Вскоре после того к ней вошли вдруг сразу трое или четверо и странно расшумелись. Кизела громко сообщала, что дала поденщице курицу за помощь, мать ни с того ни с сего хлопала дверцами шкафа, на крестную Ховарт напал кашель, она даже согнулась у двери в три погибели. Но Жофи и сквозь весь шум отчетливо слышала, что в кухню вошли мужчины и отец на кого-то громко прикрикнул: он ведь никогда не умел сдержать себя. Потом всех разом будто ветром сдуло. Жофи задыхалась от одиночества. «Это принесли гроб, — думала она. — Чужие руки положат его в гроб». На душе у нее стало так ясно, как бывает зимней ночью, когда выпадет снег. «Не допущу, чтоб чужие руки уложили в гроб моего сына», — приказала она себе и вышла, чтобы потребовать свое законное материнское место в приготовлениях. На кухне догорала свеча, и все заполнял запах роз и ландышей. Венки не успели еще снести в подвал. Знакомый их запах остановил Жофи; в душе возникло воспоминание: заострившееся, обросшее лицо под колышущимися язычками свечей… И вдруг она отчетливо представила, как отец опускает в белый ящик маленькое застывшее тельце, как складывает над черным жакетом непослушные синие пальчики… Колени у нее задрожали, свеча закружилась во тьме, и она упала прямо на груду венков. Очнулась на кровати Кизелы — кто-то растирал ей сердце, кто-то смачивал лоб уксусом, и едкие капли попадали в раскрывшиеся глаза.

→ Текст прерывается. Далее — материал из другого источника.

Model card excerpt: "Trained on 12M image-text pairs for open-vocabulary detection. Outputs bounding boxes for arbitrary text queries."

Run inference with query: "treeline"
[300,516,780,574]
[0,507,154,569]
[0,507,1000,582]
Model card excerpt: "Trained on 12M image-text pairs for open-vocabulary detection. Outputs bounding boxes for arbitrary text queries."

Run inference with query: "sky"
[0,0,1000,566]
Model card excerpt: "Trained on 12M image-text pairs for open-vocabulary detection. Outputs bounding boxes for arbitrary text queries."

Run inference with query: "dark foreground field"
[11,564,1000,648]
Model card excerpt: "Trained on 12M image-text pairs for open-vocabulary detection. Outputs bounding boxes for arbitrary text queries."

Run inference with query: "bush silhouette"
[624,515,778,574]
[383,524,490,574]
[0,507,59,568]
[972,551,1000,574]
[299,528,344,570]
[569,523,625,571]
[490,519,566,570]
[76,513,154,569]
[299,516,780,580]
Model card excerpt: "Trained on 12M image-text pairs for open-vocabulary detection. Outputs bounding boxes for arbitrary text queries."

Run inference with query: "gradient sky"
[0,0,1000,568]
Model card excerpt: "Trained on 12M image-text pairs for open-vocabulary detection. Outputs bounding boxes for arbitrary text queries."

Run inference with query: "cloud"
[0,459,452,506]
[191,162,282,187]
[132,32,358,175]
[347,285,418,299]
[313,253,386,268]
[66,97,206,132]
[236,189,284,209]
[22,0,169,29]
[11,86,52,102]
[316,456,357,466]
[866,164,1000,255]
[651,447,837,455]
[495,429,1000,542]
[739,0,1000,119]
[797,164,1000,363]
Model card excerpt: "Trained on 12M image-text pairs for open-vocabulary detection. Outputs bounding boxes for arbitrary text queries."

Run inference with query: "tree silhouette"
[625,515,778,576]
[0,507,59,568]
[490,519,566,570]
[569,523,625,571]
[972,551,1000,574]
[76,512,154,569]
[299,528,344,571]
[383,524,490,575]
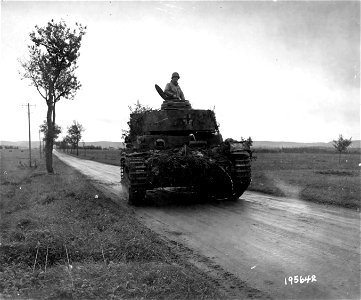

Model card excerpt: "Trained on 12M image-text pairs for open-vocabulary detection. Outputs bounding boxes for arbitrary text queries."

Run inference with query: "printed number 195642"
[285,275,317,285]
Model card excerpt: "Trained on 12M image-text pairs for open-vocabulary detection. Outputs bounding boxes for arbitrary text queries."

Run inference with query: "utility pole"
[23,103,35,168]
[39,130,41,159]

Теперь за ней следили еще внимательней, Кизела без передышки журчала что-то невнятное, мать принесла молитвенник, принадлежавший когда-то ее матери, и читала его, пока Жофи не уснула. Все, кто до сих пор приходил к Шанике, потянулись теперь сюда, в заднюю комнату. Опять в приоткрытой двери появились сперва черные платки, опять вид у родственниц был такой же взбудораженный, как тогда, у постели Шаники. Так же, ища зловещего знака, ощупывали их глаза лицо Жофи — видать, и она не долго протянет. В сумрачном ожидании, понурясь сидели они на стульях, как будто ей следовало вот здесь, перед ними, разорвать себе сердце. Сжимали в руках носовые платки с траурной каймой, вздыхали по временам, но вздохи эти находились в странном противоречии с их задубевшими в долгом молчании, мужеподобными лицами. Иногда какая-нибудь из женщин заговаривала об умершем:
— Ты была там? Уж такой славненький лежит, будто заснул только. — И, приметив, как содрогалась от этих слов Жофи, шепотом спрашивала у тетки Хорват: — А она его еще и не видела?
Хорват, прикрывшись пухлой ладонью, шептала что-то в ответ.
— Оно и лучше, что не пускаете, — вполголоса соглашалась собеседница и доброжелательными кивками давала Жофи знать, что понимает ее слабость — сама-то она всю ночь напролет молилась у смертного ложа своего взрослого уже сына, ну да ведь натура у каждого разная, кто посильней, а кто и послабее.
Однако к вечеру черные платки все громче стали утверждать, что оно и лучше, ни к чему терзать себя, на мертвого сынка глядеть. «Один раз попрощались, и будет», — говорили вокруг, так что Жофи, почувствовав наконец укоры совести, стала жаловаться и требовать, чтобы ее пустили к Шани. Она надеялась, что ее будут удерживать, может быть, даже запрут на ключ. Ей и в самом деле говорили: «Не надо, не ходи, к чему уж это», но возражения были так слабы, что она вдруг решительно поднялась с места.